Distribuzione. Beh, abbiamo consegnato personalmente i nostri libri in quasi tutte le librerie di Bastia e dei grossi centri della Corsica, compresi Corté e Ajaccio. Non ci crederete ma abbiamo venduto tutti i libri ed erano parecchi. Ci fu addirittura una ristampa. Sfoglio il libro fino a pagina 5 e vedo che sotto il titolo è precisato che la traduzione è mia. Questo ve lo dico così, con il sorriso largo da mangiatore di angurie.

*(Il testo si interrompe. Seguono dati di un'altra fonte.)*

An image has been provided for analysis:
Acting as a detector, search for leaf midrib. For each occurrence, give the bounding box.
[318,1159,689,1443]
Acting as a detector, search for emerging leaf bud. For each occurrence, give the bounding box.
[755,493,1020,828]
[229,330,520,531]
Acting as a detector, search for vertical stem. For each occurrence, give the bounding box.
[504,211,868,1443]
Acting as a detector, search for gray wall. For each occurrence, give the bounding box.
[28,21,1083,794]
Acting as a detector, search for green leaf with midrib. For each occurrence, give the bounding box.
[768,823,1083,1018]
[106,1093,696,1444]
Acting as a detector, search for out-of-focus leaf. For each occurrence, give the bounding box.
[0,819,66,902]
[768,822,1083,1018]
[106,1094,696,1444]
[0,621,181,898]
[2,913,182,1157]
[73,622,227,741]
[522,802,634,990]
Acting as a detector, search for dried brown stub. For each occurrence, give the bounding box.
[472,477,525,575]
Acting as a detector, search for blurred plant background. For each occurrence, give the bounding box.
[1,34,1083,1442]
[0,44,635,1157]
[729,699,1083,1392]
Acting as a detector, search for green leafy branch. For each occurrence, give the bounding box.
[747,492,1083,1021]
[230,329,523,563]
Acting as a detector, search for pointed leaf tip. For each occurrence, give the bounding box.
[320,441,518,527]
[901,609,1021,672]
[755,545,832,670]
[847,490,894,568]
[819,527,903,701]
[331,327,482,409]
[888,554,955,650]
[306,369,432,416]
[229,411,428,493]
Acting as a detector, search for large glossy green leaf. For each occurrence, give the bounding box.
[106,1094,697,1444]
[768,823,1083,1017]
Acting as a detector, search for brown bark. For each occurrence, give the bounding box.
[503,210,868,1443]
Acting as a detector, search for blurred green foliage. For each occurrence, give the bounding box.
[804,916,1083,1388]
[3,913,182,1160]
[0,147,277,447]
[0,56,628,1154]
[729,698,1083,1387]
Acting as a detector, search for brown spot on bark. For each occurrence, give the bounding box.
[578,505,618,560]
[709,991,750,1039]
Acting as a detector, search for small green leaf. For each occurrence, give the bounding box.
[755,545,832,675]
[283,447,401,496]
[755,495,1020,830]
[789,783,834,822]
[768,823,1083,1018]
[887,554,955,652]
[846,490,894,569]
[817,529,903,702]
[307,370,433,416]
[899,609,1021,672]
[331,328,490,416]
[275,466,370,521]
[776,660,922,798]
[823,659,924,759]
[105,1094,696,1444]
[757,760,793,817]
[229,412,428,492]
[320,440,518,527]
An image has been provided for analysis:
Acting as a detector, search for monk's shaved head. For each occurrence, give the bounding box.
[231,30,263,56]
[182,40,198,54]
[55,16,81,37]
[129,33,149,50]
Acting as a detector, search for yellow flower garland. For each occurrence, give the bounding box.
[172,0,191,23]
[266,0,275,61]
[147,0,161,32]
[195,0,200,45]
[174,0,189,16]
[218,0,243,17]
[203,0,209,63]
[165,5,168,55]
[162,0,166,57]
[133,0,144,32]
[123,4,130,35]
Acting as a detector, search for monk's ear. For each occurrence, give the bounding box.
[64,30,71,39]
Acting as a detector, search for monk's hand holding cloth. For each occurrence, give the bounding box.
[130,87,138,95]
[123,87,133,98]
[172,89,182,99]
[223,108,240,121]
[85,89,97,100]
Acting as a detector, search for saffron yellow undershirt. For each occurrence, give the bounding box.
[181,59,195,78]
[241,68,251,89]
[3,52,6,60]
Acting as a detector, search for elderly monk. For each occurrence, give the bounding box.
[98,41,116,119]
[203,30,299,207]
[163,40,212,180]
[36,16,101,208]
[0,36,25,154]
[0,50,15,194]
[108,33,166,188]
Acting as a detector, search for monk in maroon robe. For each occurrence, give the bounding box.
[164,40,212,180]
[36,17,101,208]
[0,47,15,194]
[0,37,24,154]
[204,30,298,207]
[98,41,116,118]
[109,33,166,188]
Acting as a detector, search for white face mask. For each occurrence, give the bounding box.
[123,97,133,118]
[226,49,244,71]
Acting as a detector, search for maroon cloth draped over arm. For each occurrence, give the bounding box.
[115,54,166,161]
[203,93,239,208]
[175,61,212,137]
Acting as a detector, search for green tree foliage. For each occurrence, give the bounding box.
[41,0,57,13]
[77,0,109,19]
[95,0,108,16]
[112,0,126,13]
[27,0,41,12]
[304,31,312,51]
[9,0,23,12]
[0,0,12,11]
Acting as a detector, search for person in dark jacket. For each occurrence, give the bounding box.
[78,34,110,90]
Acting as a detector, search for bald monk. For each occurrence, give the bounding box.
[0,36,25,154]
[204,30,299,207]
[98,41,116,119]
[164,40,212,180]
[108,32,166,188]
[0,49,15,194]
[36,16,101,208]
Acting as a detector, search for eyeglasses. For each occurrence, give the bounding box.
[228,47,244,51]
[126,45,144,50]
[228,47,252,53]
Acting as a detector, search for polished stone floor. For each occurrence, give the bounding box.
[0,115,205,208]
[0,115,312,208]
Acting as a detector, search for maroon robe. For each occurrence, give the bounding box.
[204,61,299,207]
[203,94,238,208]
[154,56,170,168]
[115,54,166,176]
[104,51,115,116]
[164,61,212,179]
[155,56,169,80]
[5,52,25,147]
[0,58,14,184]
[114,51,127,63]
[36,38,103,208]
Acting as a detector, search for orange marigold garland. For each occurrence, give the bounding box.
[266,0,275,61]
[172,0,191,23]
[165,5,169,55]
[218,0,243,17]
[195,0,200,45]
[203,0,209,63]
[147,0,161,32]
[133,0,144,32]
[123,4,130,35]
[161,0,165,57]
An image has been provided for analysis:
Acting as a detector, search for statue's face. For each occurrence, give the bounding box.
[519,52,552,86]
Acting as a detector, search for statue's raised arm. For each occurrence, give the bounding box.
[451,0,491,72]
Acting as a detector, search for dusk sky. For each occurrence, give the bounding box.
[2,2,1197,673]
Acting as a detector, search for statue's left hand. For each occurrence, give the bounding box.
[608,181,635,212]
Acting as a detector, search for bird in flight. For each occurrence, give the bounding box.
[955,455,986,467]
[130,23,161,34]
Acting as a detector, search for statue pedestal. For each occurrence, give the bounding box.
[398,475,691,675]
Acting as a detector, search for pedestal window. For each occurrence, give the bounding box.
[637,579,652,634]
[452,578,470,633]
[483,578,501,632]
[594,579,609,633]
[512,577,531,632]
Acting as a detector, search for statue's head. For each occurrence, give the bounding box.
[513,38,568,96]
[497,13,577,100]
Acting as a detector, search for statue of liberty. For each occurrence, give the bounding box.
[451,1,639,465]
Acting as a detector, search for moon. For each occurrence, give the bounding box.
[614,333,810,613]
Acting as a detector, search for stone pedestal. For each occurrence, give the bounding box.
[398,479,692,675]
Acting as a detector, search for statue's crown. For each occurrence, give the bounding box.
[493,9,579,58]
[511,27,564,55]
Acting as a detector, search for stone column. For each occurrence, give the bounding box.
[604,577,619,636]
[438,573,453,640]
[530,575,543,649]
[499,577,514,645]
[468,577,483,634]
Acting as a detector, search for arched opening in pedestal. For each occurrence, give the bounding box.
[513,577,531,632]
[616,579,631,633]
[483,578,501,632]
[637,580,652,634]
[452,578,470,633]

Tutto qui? E no che non finisce qui. Fruga qui, fruga là, mi è toccato tradurre altri racconti della Southwell, sempre dall’italiano. Ho sotto gli occhi la sua bibliografia completa che conta venti titoli che purtroppo abbiamo proposto ai nostri lettori corsi solo in parte. Ho detto qualche riga fa che la Southwell era tornata dal passato grazie a noi, a due figli di emigrati sardi che quando sorridono sembra che la testa gli si stacchi dal collo. Le Editions Mediterranea cominciarono a farsi conoscere e si passò presto a pubblicare altri nomi, altri generi. Ma i guadagni non bastavano a coprire le spese. Il tempo passava e anche un po’ l’entusiasmo. Alla lunga passò del tutto. La casa editrice chiuse i battenti dopo una decina d’anni circa d’attività.
Io ho smesso di contare le stelle, mio fratello pure. Ma credetemi: tra tutte le storie che ho letto, che ho tradotto e che ho scritto questa è la più bella.